Luc Multigner est épidémiologiste et directeur de recherche Inserm à l’Institut de recherche en santé, environnement et travail (Irset, unité 1085).

Samir Hamamah : « Je plaide pour la création d’un logo “reprotoxique” qui serait affiché sur certains produits »

La situation est préoccupante. La santé reproductive masculine est altérée et l’homme dans les cinq continents a perdu plus de 50 % de sa production spermatique. Il faut un plaidoyer pour protéger l’espèce humaine. Regardons les chiffres : depuis l’étude de Carlsen en 1992, la qualité et la quantité de sperme ne cessent de s’altérer, le cancer du testicule augmente et le pourcentage de micro-pénis également. Il faut agir. À cette fin, j’ai remis au gouvernement un rapport sur les causes de l’infertilité en février 2022, préambule d’une stratégie nationale de lutte contre l’infertilité. Pour moi, cette lutte passe en premier lieu par la prévention, l’éducation et l’information. Aujourd’hui, dans le cadre de la santé sexuelle, on parle aux adolescents d’IVG, de contraception, d’IST mais pas de santé reproductive. Or, celle-ci se dégrade. Il est important de faire passer ce message, sans culpabiliser et sans moraliser. Nous recommandons dans notre rapport la mise en place d’une consultation longue dédiée à la santé reproductive pour chaque adulte. Une initiative qui ne pourra se faire sans une meilleure formation des professionnels de santé sur cette problématique. Il est aussi indispensable d’informer sur les risques de certaines substances, notamment les perturbateurs endocriniens. Je plaide pour la création d’un logo « reprotoxique » qui serait affiché sur certains produits. Par ailleurs, davantage de moyens sont nécessaires pour la recherche, ainsi qu’une structure dédiée, à l’instar de l’INCa pour le cancer. Aujourd’hui, cinq ministères ou secrétariats d’État sont chargés de ces questions de santé reproductive, mais il n’y a pas de coordination satisfaisante. Un institut national de la fertilité pourrait pallier cette situation.

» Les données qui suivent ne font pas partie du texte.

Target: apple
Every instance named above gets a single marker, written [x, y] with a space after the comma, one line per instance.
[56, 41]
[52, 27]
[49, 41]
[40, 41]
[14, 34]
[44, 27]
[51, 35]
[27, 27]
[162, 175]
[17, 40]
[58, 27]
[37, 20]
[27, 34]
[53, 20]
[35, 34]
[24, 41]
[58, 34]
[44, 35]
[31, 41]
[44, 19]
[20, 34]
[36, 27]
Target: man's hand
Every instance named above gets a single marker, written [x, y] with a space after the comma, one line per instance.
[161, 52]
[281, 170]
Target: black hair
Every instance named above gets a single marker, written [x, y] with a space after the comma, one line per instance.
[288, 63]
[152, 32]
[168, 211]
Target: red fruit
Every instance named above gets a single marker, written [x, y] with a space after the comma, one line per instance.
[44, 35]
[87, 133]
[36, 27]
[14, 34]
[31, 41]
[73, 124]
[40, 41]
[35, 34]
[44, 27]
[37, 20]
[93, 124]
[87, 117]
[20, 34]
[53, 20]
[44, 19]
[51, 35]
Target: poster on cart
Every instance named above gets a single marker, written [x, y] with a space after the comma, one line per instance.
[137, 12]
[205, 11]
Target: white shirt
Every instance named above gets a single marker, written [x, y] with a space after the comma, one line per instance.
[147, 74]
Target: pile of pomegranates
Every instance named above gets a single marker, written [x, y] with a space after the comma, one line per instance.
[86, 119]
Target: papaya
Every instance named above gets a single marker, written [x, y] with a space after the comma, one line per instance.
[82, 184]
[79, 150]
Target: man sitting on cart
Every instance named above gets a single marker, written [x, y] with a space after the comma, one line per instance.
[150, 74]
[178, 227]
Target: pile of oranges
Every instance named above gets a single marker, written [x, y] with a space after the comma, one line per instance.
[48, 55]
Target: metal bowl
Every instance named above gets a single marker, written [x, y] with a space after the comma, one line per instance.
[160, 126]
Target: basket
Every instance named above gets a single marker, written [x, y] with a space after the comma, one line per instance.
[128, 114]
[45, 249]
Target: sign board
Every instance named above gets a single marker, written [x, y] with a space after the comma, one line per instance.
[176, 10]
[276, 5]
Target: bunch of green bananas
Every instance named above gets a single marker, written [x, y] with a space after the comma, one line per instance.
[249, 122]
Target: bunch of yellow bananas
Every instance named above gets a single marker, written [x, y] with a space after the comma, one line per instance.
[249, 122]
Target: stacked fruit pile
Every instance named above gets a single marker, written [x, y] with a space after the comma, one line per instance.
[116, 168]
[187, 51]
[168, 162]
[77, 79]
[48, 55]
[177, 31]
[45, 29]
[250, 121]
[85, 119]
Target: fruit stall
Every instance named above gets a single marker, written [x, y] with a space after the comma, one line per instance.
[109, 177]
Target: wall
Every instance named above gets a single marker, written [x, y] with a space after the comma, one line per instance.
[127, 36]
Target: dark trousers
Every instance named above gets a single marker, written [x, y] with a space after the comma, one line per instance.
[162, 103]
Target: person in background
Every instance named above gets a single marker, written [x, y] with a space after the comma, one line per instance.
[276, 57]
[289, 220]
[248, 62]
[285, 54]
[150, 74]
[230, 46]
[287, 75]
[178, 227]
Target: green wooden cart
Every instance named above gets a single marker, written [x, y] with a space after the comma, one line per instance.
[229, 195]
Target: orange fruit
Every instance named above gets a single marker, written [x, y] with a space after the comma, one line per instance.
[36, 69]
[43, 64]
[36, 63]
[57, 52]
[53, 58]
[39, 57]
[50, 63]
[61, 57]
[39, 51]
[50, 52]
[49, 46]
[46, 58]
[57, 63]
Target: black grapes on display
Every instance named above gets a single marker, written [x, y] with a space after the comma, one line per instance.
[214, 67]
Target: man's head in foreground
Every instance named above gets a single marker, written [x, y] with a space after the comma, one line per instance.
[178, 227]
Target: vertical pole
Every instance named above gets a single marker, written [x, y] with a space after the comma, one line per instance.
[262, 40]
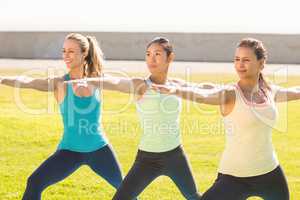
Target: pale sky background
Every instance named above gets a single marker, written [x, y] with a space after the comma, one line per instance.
[253, 16]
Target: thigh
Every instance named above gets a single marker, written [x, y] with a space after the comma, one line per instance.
[57, 167]
[273, 186]
[104, 162]
[226, 188]
[139, 176]
[179, 170]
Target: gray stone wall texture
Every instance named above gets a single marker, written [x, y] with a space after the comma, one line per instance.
[200, 47]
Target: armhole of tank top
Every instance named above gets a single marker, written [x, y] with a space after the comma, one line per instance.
[139, 97]
[237, 98]
[65, 89]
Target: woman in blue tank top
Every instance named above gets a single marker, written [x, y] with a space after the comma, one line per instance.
[160, 152]
[83, 142]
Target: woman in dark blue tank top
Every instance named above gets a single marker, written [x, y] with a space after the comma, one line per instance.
[83, 142]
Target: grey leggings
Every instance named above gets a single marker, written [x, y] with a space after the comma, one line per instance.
[270, 186]
[149, 166]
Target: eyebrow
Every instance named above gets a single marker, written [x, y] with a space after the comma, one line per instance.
[154, 51]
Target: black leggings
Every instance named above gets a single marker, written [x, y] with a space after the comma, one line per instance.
[270, 186]
[64, 162]
[148, 166]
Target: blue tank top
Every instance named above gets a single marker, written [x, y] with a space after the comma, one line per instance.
[81, 118]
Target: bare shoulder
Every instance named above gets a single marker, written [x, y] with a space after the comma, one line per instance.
[177, 81]
[228, 92]
[139, 85]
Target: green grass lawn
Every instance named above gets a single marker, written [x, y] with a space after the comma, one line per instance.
[26, 140]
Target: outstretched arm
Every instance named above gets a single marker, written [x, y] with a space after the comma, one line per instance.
[125, 85]
[216, 96]
[286, 94]
[41, 84]
[183, 83]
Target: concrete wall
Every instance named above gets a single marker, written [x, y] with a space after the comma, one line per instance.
[131, 46]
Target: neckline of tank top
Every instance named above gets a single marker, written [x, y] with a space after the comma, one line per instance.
[249, 103]
[150, 82]
[82, 97]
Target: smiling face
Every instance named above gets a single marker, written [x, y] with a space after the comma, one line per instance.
[72, 54]
[246, 63]
[157, 59]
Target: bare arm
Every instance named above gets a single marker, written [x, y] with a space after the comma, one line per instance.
[216, 96]
[286, 94]
[183, 83]
[120, 84]
[41, 84]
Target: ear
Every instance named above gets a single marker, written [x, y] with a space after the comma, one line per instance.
[171, 57]
[262, 63]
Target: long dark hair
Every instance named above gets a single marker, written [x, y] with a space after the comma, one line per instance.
[260, 53]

Samir Hamamah est professeur des universités, chercheur dans l’unité Inserm 1203 Développement embryonnaire précoce humain et pluripotence, chef de service au CHU de Montpellier, et auteur du plan national de la fertilité.

Célia Ravel : « Cette norme est difficile à établir, il ne s’agit pas d’un paramètre fixe comme la glycémie »

Il faut tempérer le message délivré par les auteurs de la méta-analyse de 2022. Oui, on observe une baisse de la concentration spermatique dans la population générale. Mais, d’une part, les seuils qu’ils constatent pour 2018 sont encore très élevés et, d’autre part, il existe une très forte variabilité intra-individuelle. Le stress, une importante fatigue, une infection récente avec forte fièvre, comme la Covid-19, sont autant de facteurs qui peuvent faire chuter temporairement la concentration de spermatozoïdes. D’ailleurs, en consultation, si un spermogramme fournit un résultat anormal, nous demandons à la personne de revenir trois mois plus tard pour réaliser un test de confirmation. La courbe de cette concentration au cours du temps est en dents de scie. Il ne faut donc pas se concentrer sur des chiffres à l’instant t. En 2021, la concentration minimum définie par l’Organisation mondiale de la santé était de 16 millions de spermatozoïdes par millilitre de sperme ; elle était fixée à 20 en 1999. Cela illustre que cette norme est difficile à établir. Il ne s’agit pas d’un paramètre fixe comme la glycémie. Par ailleurs, on parle ici d’infertilité masculine, alors qu’il s’agit d’une problématique de couple. Il faut aussi considérer les paramètres chez la femme, avoir une vision globale. Une concentration de 5 millions de spermatozoïdes par millilitre de sperme peut permettre une fécondation si la compagne est jeune et fertile. Les jeunes doivent être informés sur les notions d’horloge biologique. Dans la mesure du possible, il faut faire des enfants tôt. Enfin, il existe des solutions face à l’infertilité masculine, comme la micro-injection de spermatozoïde dans un ovocyte. Mais en laboratoire, avec des taux de réussite d’environ 30 %, on ne fait pas mieux que la nature. Attention à ne pas se laisser porter par des promesses technologiques.

Célia Ravel est professeure des universités-praticienne hospitalière, service de biologie de la reproduction-CECOS au CHU de Rennes, chercheuse à l’Irset.